As for the best way to serve sake in the home, a white wine glass will do a fine job of funnelling aromas.

The traditional service from a flask (tokkuri) into a small thimble-shaped cup (o-choko) is a fun and important part of the sake ritual in Japan, but a wine glass does a much better job of showcasing the liquid.

Traditional sakes are richer and fuller in style because they are made using lesser polished rice (non-Ginjo grade sake). As such they are best suited to serving gently warmed (not hot!). But styles and traditions are changing. Highly polished Ginjo grades are generally lighter and more delicate in style, and typically lend themselves to being served chilled, though some will work either way. Gently warming a sake can showcase its full complexity, bringing different flavour characters to the fore.

Japanese sake festival Sake Matsuri is returning to Melbourne on June 8 and Sydney on October 19. It's the best way to taste a wide range of sakes in the one place and learn from the experts. 

In the meantime, here are some distinctive sakes available to buy online, with suggestions on how to enjoy them.

Five to try

Kaze No Mori Akitsuho Junmai 720ml, Nara Prefecture

The character of the rice shines through the fresh, fruit-driven characters of this nama (unpasteurised) sake, sweet in style with a lovely long finish. Store refrigerated to prevent spoilage.

Food match Seafood dumplings.

Available, $38.95.

Senkin Classic Muku Junmai Daiginjo 720ml, Tochigi Prefecture

Showcasing the estate or domaine approach to sake production, Senkin uses rice grown in fields surrounding the brewery and irrigated by the same water source used in the brewing process.

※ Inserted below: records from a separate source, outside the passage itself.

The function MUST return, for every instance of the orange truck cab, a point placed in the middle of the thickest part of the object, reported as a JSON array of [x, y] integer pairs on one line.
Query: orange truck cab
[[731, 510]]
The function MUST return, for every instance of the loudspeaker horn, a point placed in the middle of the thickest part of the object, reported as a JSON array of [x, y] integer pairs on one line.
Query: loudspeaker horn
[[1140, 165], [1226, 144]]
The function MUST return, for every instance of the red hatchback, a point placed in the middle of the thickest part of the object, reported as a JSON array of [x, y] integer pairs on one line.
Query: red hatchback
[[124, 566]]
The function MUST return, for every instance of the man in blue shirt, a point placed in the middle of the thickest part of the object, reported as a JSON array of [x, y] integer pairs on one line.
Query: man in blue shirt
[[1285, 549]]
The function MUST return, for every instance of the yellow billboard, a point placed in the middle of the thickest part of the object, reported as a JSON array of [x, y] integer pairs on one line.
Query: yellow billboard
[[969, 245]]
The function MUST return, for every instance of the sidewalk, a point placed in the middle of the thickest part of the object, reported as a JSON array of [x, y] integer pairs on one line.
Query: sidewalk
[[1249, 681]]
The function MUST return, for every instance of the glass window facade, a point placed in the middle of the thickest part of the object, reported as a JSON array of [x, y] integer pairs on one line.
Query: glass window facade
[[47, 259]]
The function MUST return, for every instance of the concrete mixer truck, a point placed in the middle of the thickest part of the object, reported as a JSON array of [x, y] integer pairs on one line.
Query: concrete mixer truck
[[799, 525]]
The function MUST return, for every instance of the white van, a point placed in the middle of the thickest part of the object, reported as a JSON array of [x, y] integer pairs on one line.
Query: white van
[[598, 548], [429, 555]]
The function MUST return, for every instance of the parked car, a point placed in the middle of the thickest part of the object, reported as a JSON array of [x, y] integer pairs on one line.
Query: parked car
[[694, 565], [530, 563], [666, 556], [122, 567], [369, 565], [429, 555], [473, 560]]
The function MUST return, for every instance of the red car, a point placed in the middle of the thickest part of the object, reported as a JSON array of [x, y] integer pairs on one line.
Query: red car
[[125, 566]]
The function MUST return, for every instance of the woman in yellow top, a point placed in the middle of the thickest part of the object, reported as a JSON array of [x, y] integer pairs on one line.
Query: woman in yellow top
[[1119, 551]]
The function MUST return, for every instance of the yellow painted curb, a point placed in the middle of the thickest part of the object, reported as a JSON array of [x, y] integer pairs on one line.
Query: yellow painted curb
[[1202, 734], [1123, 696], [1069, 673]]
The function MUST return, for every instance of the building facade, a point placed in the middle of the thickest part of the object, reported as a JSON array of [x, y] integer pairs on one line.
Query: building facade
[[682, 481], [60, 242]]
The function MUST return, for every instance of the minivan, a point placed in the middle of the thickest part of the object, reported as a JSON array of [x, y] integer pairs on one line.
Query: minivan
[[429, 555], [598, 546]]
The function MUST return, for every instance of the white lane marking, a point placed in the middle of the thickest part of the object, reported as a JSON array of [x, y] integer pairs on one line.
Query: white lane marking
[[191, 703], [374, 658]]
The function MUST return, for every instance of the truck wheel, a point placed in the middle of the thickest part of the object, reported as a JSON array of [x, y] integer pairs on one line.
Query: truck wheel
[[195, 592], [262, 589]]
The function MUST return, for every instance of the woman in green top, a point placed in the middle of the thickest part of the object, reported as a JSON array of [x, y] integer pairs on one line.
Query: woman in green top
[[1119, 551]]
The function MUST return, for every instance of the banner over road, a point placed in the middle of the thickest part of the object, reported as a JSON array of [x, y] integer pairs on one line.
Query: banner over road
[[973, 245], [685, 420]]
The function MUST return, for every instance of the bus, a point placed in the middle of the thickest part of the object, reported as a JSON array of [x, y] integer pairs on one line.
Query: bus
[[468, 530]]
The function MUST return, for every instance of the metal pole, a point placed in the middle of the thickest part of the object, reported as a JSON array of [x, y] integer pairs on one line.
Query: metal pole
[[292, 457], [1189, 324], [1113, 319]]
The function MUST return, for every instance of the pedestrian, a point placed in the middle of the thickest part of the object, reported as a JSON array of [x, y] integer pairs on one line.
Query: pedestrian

A light and delicate, yet complex sake, carrying an array of tropical nutty, earthy and characters with a lovely dry finish.

Food match Fried chicken

Available (coming soon), $75.

Nagaragawa Junmai 720ml, Gifu Prefecture

A very traditional style sake, mouth-coating and rich with loads of umami flavours, but eminently drinkable. Very enjoyable cold, but serve moderately warm to unlock its full character.

Food match Miso cod.

Available, $29.95.

Kenbishi Kuromatsu 900ml, Hyogo Prefecture

A blend of one to four year-old sakes, fermented using wild yeast. The result is an exceedingly complex and rich sake that is very versatile with food, and lends itself to being served warm.

Food match Washed rind cheese.

Available, $69.

Imada Fukucho Junmai Ginjo Biho 720ml, Hiroshima Prefecture

A very modern style, lean and aromatic with vibrant acidity. It's made with Hiroshima's famous soft water, which gives it deep, persistent flavour.

Food match Char-grilled prawns.

Available, ​$54.38.

James Atkinson was a guest of the Japanese Sake & Shochu Brewers Association in Japan.